As you get further away from the significance and the value drops off. Be ruthless and eliminate everything that doesn’t construct a picture of your aim in the mind of your audience. Note down all of the information, illustrations and arguments; whatever you need. If you’re not sure in the early phases if you need a specific item, leave it in. But have the guts to throw it out later if it’s not needed. 1 check question is, ‘would my audience feel cheated if they found out about this later?’ If so, leave it in. You aren’t hiding things from your audience; just doing them the courtesy of their having to listen to only what is needed. Do not fall into the trap of filling a thirty-minute slot just because you have been given that time. If you need less, say so. You will probably be thanked, especially if there’s a busy programme. Of course, if you want more, ask.
Never, ever, over-run your time. Few of us are good enough speakers for our audiences to want more than they asked for. Do you know the difference between an illustration and an anecdote; humor and jokes; friendliness and obsequiousness?
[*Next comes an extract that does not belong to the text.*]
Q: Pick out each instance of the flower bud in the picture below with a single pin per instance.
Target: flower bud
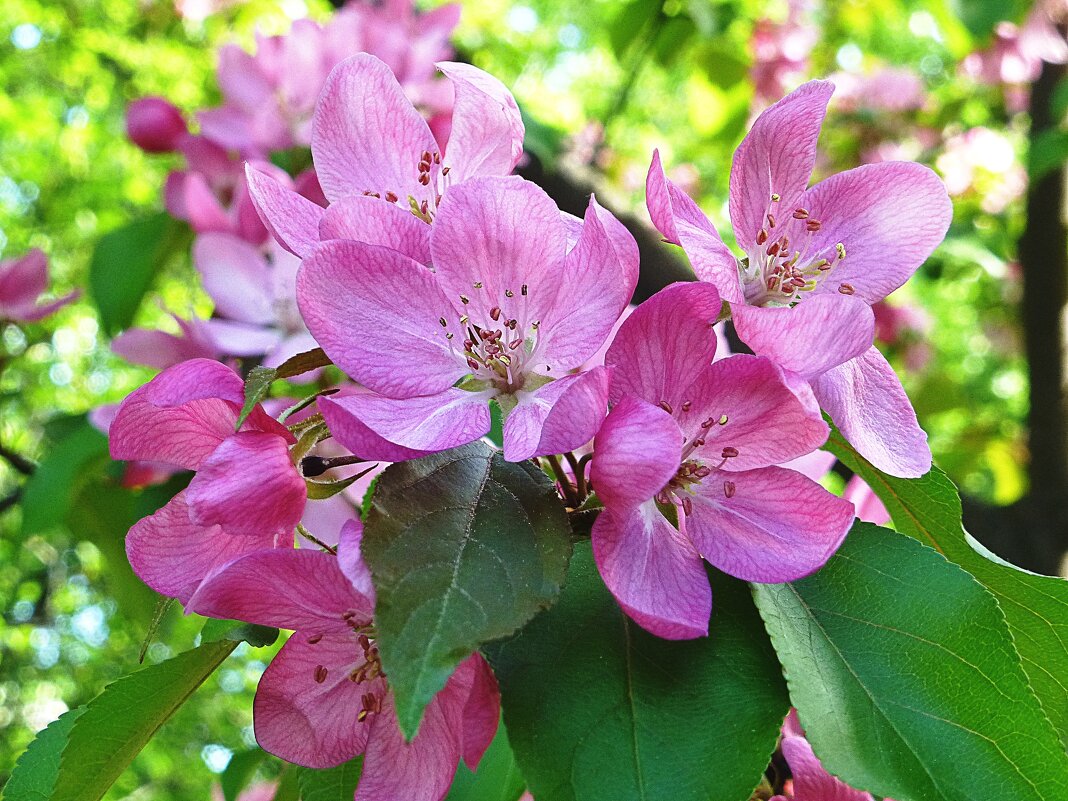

For our purposes, the difference is what you leave in and what you discard. Do use examples if needed; do not ramble off into irrelevant tales. Do be somewhat humorous if appropriate; do not tell jokes, particularly smutty ones. Do be as open and friendly as the occasion allows; do not try to suck up to your audience. If you stick to these rules, your presentation will be lean and sharp. The lines you draw from your arguments to your conclusions will be clear. Your audience will understand exactly what you wanted them to understand with no distracting thoughts. Your chances of achieving your aim will be much higher. And if sometimes you do fail, at least you will know it was because you failed to convince them, not because you lost them on the way.